Cancer biology and therapeutics program debuts 

Image: Joshua Touster

Image: Joshua Touster

Harvard Medical School and the Qatar Biomedical Research Institute, with a commitment from the Shenzhen-HMS Initiative in International Education in China, are working together to make history with a joint global initiative designed to disseminate knowledge of cancer biology, prevention and treatment.

A new 12-month program aimed at international clinicians and scientists who specialize in cancer, Cancer Biology and Therapeutics will break new ground as the first HMS global program to combine basic and applied science in a blended-learning format, providing insights from leading researchers, oncologists and therapeutic developers both online and in person.

“This collaborative initiative will benefit Qatar Biomedical Research Institute, the Shenzhen-HMS Initiative in International Education and Harvard Medical School through the exchange of ideas and will develop a regional and global network of future leaders in cancer research and treatment,” said Ajay Singh, HMS associate dean for global education and continuing education.

HMS-CBT, as the program is known, highlights the global nature of the HMS mission, said George Demetri, co-director of the Harvard Ludwig Center, HMS professor of medicine at Dana-Farber Cancer Institute and a co-director of HMS-CBT.

The deadline for applications is Oct. 14.

“We are very focused on the terrific talent we’re pleased to have in the United States, but many brilliant people outside the United States are not able to come here for their training,” Demetri said.

“The more we can share the expanding body of knowledge about cancer biology and therapeutics with them, I think the better it will be for patients and for the field,” he said.

Combining the study of cancer biology with the study of cancer therapeutics is intentional and necessary, Demetri said.

“We have had an explosion in knowledge relating to cancer—the diversity of cancers, the fact that cancer is not one disease but probably thousands of different diseases that we can now parse very finely in the new world of precision cancer medicine,” he said.

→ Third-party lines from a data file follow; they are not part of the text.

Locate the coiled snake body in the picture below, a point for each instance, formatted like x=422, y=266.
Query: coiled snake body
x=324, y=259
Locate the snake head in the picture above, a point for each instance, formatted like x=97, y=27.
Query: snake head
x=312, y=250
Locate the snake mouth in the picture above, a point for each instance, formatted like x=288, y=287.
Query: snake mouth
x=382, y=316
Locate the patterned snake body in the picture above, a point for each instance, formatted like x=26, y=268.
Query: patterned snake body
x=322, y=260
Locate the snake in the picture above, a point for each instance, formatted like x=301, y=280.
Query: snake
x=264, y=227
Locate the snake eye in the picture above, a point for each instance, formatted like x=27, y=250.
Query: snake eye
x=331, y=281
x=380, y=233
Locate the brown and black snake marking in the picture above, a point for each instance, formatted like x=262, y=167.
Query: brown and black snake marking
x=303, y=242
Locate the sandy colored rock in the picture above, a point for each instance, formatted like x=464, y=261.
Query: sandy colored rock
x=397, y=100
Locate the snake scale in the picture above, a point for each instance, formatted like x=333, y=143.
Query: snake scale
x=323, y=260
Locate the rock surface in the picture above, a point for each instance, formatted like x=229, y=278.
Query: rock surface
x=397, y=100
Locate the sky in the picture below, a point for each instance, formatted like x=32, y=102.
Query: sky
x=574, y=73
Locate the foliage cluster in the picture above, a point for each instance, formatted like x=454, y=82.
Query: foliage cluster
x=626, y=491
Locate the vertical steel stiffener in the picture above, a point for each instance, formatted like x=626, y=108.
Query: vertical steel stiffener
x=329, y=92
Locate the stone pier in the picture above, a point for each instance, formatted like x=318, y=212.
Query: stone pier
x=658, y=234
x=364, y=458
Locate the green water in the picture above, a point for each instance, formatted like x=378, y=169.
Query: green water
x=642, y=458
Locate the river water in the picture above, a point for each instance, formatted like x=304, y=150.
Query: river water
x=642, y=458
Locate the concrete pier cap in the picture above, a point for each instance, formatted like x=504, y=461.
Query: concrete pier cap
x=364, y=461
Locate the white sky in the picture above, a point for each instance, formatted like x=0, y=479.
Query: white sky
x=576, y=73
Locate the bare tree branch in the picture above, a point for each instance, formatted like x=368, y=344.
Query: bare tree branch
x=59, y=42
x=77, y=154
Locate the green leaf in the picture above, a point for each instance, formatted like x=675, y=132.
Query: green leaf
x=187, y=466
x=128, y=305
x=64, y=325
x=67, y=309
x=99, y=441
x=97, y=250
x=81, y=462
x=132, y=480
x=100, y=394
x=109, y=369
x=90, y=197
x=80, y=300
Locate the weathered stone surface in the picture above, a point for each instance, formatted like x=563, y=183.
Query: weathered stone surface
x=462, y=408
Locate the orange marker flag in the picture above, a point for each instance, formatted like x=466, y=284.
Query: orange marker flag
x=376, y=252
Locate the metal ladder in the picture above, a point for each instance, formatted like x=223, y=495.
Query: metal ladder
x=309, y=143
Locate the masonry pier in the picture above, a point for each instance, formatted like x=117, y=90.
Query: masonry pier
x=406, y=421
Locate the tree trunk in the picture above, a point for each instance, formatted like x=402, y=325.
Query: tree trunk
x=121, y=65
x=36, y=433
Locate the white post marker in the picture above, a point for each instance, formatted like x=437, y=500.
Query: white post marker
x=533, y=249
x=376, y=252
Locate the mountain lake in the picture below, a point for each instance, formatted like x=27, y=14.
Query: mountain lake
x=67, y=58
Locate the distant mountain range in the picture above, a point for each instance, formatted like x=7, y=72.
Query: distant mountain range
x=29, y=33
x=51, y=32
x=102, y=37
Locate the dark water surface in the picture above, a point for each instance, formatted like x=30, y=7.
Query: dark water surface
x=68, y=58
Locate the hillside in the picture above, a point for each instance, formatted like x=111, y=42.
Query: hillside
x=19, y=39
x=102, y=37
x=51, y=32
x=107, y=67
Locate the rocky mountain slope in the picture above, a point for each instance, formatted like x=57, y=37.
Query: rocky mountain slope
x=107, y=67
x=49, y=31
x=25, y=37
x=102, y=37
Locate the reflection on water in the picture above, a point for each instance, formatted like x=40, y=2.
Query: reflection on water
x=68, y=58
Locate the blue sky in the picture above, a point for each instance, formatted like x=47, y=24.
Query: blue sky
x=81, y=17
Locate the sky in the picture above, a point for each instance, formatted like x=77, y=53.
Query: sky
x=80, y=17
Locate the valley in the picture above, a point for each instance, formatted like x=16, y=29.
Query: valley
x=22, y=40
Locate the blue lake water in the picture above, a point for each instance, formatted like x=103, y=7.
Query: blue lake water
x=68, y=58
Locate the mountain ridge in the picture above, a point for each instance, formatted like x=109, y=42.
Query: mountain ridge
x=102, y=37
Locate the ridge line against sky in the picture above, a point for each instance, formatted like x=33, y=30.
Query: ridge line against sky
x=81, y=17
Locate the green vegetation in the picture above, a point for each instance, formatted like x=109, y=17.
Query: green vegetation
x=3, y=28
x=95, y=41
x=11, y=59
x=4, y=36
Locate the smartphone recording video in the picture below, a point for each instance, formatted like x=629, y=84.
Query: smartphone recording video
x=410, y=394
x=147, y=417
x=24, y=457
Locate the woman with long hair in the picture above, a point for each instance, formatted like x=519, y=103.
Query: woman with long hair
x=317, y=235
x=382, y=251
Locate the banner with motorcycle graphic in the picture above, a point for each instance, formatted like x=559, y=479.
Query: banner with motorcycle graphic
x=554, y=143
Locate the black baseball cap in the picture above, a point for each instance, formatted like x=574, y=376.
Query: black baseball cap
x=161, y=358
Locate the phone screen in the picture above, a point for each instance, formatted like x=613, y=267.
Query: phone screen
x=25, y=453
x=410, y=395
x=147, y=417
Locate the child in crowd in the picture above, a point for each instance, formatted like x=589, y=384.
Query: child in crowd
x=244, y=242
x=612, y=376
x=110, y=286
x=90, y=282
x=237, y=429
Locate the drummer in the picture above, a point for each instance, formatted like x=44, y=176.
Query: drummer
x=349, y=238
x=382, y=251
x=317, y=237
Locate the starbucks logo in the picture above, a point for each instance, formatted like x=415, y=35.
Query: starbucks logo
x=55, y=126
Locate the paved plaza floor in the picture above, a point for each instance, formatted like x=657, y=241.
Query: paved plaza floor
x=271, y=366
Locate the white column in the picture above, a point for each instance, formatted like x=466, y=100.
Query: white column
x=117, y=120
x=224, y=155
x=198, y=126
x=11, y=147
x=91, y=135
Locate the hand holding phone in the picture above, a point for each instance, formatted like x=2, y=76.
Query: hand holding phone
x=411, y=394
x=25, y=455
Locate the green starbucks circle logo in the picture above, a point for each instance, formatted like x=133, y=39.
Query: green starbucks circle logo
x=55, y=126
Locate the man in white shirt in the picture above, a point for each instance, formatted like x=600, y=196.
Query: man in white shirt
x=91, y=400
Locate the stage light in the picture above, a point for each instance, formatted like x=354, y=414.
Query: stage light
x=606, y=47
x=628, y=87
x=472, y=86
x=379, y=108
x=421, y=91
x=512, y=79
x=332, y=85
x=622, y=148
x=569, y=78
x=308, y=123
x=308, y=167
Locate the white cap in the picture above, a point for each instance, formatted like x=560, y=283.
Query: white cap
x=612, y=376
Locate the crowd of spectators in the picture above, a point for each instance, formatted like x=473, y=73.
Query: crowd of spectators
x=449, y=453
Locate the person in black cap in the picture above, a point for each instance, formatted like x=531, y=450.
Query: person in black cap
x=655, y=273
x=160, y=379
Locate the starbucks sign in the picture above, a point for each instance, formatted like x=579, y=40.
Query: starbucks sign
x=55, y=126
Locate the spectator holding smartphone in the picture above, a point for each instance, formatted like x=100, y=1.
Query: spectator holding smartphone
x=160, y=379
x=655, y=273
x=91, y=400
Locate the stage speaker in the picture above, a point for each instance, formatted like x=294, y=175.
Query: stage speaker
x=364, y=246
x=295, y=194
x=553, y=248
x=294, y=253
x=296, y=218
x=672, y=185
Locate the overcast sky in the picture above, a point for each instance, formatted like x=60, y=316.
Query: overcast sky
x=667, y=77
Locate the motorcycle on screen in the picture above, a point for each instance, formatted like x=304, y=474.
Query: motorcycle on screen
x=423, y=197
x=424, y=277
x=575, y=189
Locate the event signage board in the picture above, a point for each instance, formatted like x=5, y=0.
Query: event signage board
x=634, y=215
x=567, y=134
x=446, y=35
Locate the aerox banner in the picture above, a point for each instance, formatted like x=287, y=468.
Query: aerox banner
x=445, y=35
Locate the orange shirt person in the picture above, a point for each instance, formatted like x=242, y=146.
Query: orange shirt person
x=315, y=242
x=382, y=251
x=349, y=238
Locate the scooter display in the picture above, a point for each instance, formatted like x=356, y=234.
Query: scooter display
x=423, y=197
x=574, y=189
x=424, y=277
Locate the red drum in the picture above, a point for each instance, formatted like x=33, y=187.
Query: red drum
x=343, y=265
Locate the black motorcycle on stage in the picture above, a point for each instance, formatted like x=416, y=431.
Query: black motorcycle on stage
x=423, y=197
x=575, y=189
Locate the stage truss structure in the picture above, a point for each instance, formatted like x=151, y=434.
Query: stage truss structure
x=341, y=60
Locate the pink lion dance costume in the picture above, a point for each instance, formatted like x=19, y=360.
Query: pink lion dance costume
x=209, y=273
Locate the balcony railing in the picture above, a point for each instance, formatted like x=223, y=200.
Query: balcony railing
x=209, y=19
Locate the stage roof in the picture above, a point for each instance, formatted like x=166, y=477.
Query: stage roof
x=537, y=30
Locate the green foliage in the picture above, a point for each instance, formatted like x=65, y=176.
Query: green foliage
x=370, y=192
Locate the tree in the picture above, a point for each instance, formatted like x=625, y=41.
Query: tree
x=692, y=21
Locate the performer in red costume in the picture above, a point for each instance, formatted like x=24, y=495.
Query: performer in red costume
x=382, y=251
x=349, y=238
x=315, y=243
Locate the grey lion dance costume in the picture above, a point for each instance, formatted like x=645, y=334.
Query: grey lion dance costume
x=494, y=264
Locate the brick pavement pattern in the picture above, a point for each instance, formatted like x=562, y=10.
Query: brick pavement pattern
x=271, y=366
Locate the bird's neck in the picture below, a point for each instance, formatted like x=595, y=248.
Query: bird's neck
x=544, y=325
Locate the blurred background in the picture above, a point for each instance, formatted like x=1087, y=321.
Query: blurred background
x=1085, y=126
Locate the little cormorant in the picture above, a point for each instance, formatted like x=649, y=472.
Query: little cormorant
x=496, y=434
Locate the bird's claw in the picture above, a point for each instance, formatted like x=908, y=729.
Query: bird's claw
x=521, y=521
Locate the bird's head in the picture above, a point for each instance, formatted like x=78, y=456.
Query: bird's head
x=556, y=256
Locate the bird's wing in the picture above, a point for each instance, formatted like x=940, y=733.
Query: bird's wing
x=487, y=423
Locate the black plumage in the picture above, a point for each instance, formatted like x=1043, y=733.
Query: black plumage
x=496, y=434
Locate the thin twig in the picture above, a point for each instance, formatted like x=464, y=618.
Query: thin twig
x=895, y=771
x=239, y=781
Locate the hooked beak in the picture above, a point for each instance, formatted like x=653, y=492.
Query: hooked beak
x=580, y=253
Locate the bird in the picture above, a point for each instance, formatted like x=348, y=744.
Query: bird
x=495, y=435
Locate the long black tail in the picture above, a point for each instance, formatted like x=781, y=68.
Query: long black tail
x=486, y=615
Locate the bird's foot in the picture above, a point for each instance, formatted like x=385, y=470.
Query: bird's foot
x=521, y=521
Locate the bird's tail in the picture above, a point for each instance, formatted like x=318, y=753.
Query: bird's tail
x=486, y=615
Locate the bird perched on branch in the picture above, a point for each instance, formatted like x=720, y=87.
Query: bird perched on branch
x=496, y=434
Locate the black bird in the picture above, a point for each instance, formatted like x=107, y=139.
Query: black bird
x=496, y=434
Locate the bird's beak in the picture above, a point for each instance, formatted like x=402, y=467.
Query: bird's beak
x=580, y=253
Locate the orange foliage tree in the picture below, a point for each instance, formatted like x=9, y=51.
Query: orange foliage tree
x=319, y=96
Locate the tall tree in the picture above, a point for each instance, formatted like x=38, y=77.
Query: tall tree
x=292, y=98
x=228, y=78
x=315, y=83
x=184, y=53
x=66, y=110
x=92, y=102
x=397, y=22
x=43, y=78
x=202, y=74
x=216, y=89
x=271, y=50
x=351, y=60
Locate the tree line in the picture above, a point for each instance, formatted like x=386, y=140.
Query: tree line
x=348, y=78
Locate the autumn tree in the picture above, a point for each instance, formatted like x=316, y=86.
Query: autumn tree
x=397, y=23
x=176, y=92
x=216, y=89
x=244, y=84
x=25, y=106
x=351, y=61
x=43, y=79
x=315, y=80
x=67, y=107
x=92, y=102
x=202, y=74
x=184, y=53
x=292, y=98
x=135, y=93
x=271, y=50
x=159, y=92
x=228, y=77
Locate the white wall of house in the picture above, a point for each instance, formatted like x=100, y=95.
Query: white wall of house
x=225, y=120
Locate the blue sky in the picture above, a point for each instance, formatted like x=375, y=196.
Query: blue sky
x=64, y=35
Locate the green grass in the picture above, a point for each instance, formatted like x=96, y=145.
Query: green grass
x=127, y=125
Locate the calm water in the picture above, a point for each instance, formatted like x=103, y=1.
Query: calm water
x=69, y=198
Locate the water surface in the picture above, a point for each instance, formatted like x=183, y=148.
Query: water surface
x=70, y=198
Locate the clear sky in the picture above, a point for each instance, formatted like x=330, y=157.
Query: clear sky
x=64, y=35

“How do we develop therapeutics from that knowledge? How do we apply those therapeutics? That has so much depth and robustness we can address in this program,” Demetri added.

Emphasis on interactivity

Through a combination of three in-person, three-day workshops in cities on three continents—in Doha (Qatar), London and Boston—the program emphasizes interactivity between students and Harvard faculty and between groups of students who will organize themselves via internet-connected teams around projects and ideas.

The program, which begins Oct. 24 with a workshop in Doha, will be multi-faceted, reflecting both the evolving science of cancer and the interests of its students. The first workshop will feature an introductory session on cancer biology, followed by sessions focused on links between infectious diseases, viruses and cancer.

The second workshop, starting March 18, 2016, in London, will focus on targeted therapies in cancer.

The third workshop and capstone event for the program, beginning Oct. 26, 2016, in Boston, will feature the latest developments in cancer immunotherapy, a dynamic field that is changing so rapidly that the organizers predict topics will evolve over the coming year.

Students will also be asked about what they are particularly interested in learning.

'Bespoke'

HMS-CBT program co-director Ed Harlow, the Virginia and D.K. Ludwig Professor of Cancer Research and Teaching in the HMS Department of Biological Chemistry and Molecular Pharmacology, is well known for Provocative Questions, a program he initiated in 2012 at the National Cancer Institute with former director Harold Varmus. Harlow remains special assistant to the current NCI director.

Harlow hopes to spark the same impulse with students at the first HMS-CBT workshop by inviting them to ask questions for which there may not be one simple answer.

“This sounds interesting to me, this idea that an international group of scientists will be talking to one another about this project they’ve got to work on, and how they’ll do it across global time zones and cultures,” Harlow said.

Demetri calls this adaptable form of education “bespoke.” While a library of lectures from Harvard faculty is being assembled, webinars and interaction among students and with professors will supplement them, addressing the needs and interests of the students as they emerge.

Peer-to-peer projects

The program directors are committed to interactivity, which they say will sprout at the workshops and flower during the year through peer-to-peer projects.

“The course will create opportunities for the students to network,” said Peter Howley, the Shattuck Professor of Pathological Anatomy in the HMS Department of Microbiology and Immunobiology and an HMS-CBT co-director.

“One could imagine wonderful and creative outcomes from such learning collaborations. The course faculty will give them assignments and will be around to help the students refine and work on them, but the actual learning is going to be among themselves,” he said.

In the process, the program directors will actively assess the course to learn what succeeds, and, along with the students, will work to build upon the experiences for future offerings of this course.

”We want to provide an educational experience that’s useful for all the participants,” Demetri said.

“It is really going to be an exciting year.”